IT'S WHO YOU KNOW 

Like a Record, Baby

Though it should come as no surprise to those of you who have endured my insufferable prose over the last few months, allow me make matters all the more translucent: I am not what you might call a "reader" of "books." You might think this a slight handicap in my line of work--as a "writer" of "words"--and in that thought you would be invariably correct. And while I will admit a certain respect for those with the patience to wade through volumes thick and fanciful, I don't envy them--as my crass lack of intellectual refinement allows me that much more time to read record reviews and listen to records.
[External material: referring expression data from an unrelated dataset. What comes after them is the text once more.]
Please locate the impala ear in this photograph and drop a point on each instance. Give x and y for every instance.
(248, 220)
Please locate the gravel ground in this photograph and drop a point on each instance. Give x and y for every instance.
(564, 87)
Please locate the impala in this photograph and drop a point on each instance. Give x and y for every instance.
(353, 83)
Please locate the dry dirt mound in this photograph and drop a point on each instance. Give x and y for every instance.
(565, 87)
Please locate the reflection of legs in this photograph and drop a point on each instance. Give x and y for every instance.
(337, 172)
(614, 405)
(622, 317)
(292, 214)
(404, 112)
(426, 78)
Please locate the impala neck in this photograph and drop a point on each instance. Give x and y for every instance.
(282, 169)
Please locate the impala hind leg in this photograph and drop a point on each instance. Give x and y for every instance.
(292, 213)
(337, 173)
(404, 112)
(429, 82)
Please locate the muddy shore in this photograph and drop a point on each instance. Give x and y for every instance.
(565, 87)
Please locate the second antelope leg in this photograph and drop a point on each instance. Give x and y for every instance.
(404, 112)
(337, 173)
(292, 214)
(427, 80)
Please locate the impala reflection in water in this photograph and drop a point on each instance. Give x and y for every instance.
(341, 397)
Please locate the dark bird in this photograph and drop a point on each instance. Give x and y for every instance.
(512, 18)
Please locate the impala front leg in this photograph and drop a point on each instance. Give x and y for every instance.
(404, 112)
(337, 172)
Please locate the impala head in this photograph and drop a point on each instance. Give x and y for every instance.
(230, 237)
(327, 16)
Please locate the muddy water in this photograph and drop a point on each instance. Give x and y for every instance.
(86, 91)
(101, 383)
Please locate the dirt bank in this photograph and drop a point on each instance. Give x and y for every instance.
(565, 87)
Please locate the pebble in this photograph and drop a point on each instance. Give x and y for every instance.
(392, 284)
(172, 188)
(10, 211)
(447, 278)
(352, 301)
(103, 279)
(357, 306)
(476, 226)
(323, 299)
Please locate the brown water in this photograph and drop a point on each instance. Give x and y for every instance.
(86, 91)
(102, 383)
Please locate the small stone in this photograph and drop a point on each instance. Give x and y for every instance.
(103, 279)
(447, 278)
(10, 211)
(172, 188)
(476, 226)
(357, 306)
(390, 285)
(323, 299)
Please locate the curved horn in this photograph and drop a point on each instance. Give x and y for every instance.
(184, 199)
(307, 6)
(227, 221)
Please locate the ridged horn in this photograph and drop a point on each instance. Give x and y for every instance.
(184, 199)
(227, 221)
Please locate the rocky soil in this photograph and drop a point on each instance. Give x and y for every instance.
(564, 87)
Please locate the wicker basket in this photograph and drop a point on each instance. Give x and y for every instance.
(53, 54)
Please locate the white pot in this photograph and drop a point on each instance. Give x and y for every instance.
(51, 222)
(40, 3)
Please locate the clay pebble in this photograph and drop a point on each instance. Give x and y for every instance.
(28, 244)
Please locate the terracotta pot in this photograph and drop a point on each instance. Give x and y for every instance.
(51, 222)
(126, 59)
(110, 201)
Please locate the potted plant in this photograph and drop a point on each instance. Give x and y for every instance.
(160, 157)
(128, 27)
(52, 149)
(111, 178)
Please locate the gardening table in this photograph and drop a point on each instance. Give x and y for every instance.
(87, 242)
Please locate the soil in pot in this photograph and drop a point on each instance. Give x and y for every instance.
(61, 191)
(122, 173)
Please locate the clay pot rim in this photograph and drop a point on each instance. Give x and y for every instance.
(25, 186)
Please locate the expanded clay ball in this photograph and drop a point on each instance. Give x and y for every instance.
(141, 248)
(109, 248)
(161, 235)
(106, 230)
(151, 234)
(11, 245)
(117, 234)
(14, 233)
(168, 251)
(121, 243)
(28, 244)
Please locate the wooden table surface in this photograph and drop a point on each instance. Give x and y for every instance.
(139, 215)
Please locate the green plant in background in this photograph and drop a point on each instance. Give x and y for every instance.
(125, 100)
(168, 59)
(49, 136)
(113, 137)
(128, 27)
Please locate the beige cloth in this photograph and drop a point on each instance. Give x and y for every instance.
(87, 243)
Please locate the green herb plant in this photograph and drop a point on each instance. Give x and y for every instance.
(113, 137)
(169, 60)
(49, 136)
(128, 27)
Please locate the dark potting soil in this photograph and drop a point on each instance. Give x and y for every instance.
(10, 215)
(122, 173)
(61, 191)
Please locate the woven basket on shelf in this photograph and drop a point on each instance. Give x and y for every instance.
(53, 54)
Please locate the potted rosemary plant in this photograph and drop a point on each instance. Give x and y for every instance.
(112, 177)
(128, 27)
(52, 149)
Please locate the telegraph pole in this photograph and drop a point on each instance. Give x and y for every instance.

The rather frequent exception to the book rule, however, tends to surface when I have exhausted the information I can glean from record sleeves and the Internet--in which case I am prompted (read: forced) to indulge in nonfiction of the biographical variety.

It was in this desperation that I initially approached the 33 1/3 series--a collection of novellas Continuum Books began publishing way back in 2003. The books--22 in all, written by a variety of journalists (Steve Matteo, Michaelangelo Matos, Douglas Wolk, Mercury contributor Mike McGonigal), musicians (the Decemberists' Colin Meloy, Pernice Brother Joe Pernice, Nothing Painted Blue's Franklin Bruno, etc. ) and other notables--are titled things like Sign 'O' the Times and Let It Be to correspond with albums of some great personal importance to their particular authors. Moved (for reasons evident) to pick up a copy of Pernice's Meat Is Murder last year, I was taken aback to find not a dutiful exploration of Andy Rourke's drug habit, nor an exhaustive list of studio techniques and sessions, but instead, a sappy work of (gulp) teenage Fiction. Despite my professed aversion to literature's form as a whole, the book was relatively engrossing, at least enough to compel me through it in the window of a few hours. Furthermore, it introduced me to 33 1/3's compelling potential: a sort of open-ended editorial philosophy that welcomes the biographical, autobiographical, fictional, or any amalgam of the lot. In doing so, the series quietly breathes some life into the world of music fanaticism--thoughtful explorations of the power of music that, in length alone, transcend some of the vain self congratulations of folks like Greil Marcus and Nick Hornby. Sure, there's a good deal of indulgence within, but propelled and consumed by a mercurial obsession with single, specific articles as they are, the works feel more like an explosion of sincere, humbled appreciation than anything else. As with any such series, the results vary widely--but at roughly 115 pages per volume, the investment is more often than not justifiable. Hell, I can even finish them--and that's saying something.

Colin Meloy, Michaelangelo Matos, Douglas Wolk, and Mike McGonigal read and discuss their contributions to the 33 1/3 series Monday, Jan 10th at Powell's on Burnside, 7:30 pm.